La présidence sud-africaine du G20 atteint un consensus sans les États-Unis

Pour la première fois dans l'histoire du G20, les nations ont atteint un consensus sur une déclaration des dirigeants sans la participation des États-Unis pendant la présidence sud-africaine. Les États-Unis se sont abstenus, mais les autres membres ont adopté le document à l'unanimité. Cet événement met en lumière les dynamiques mondiales changeantes au milieu des tensions avec le président américain entrant Donald Trump.

L'Afrique du Sud a assumé la présidence du G20, menant à un sommet où les États-Unis ont choisi de ne pas participer. Malgré cela, le groupe a finalisé une déclaration des dirigeants à l'unanimité, sans retraits, manifestations ou crise. Comme noté dans l'op-ed, « sous la direction de l'Afrique du Sud, la déclaration a été adoptée à l'unanimité et sans objection de la part des présents. » Cela a marqué une étape géopolitique discrète, démontrant que la prise de décision mondiale pouvait se poursuivre sans Washington.

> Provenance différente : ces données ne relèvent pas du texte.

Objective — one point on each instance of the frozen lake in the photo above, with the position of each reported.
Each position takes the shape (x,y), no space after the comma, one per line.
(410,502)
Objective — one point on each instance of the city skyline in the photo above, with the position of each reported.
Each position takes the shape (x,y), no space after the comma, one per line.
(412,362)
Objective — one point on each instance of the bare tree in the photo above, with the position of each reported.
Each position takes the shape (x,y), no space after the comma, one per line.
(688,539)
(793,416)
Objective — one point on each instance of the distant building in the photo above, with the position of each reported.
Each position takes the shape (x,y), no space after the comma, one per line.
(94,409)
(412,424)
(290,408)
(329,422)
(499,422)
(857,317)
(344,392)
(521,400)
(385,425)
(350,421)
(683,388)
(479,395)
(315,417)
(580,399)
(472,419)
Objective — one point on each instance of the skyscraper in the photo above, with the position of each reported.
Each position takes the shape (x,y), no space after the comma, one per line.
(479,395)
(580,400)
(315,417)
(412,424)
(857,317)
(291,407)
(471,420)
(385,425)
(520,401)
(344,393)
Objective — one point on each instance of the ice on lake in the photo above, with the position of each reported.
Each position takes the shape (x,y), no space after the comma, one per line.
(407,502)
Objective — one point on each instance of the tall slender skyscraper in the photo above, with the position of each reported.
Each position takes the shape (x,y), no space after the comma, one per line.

L'absence a révélé des divergences dans les stratégies économiques. Les États-Unis ont poussé pour un « dérisquage » vis-à-vis de la Chine, mais d'autres puissances comme l'Europe, l'Inde, l'Indonésie, le Brésil et le Sud global ont privilégié l'intégration plutôt que la fragmentation. Le G20 sans les États-Unis représente une économie combinée près de trois fois plus importante, avec une population d'environ 5,8 milliards d'habitants contre 340 millions pour les États-Unis.

Les tensions se sont intensifiées avec les menaces du président américain élu Donald Trump. Il a déclaré qu'il n'inviterait pas l'Afrique du Sud au sommet du G20 de 2026 à Miami. Le président Cyril Ramaphosa a qualifié les affirmations de Trump sur un « génocide blanc » en Afrique du Sud de « désinformation flagrante ». Le ministre des Relations internationales Ronald Lamola a critiqué Trump pour avoir promu une idéologie de suprématie blanche, suscitant des spéculations sur une possible interdiction d'entrée aux États-Unis.

Dix-huit autres pays ont participé au G20 sud-africain et ont signé la déclaration, signalant un large soutien. Cela positionne l'Afrique du Sud au sein d'un réseau d'alliés, pouvant potentiellement faire pression sur les partenaires américains comme l'Allemagne et le Royaume-Uni pour soutenir Pretoria contre l'isolationnisme de Trump. L'événement souligne un mouvement vers la multipolarité, où le monde fonctionne indépendamment de la domination américaine.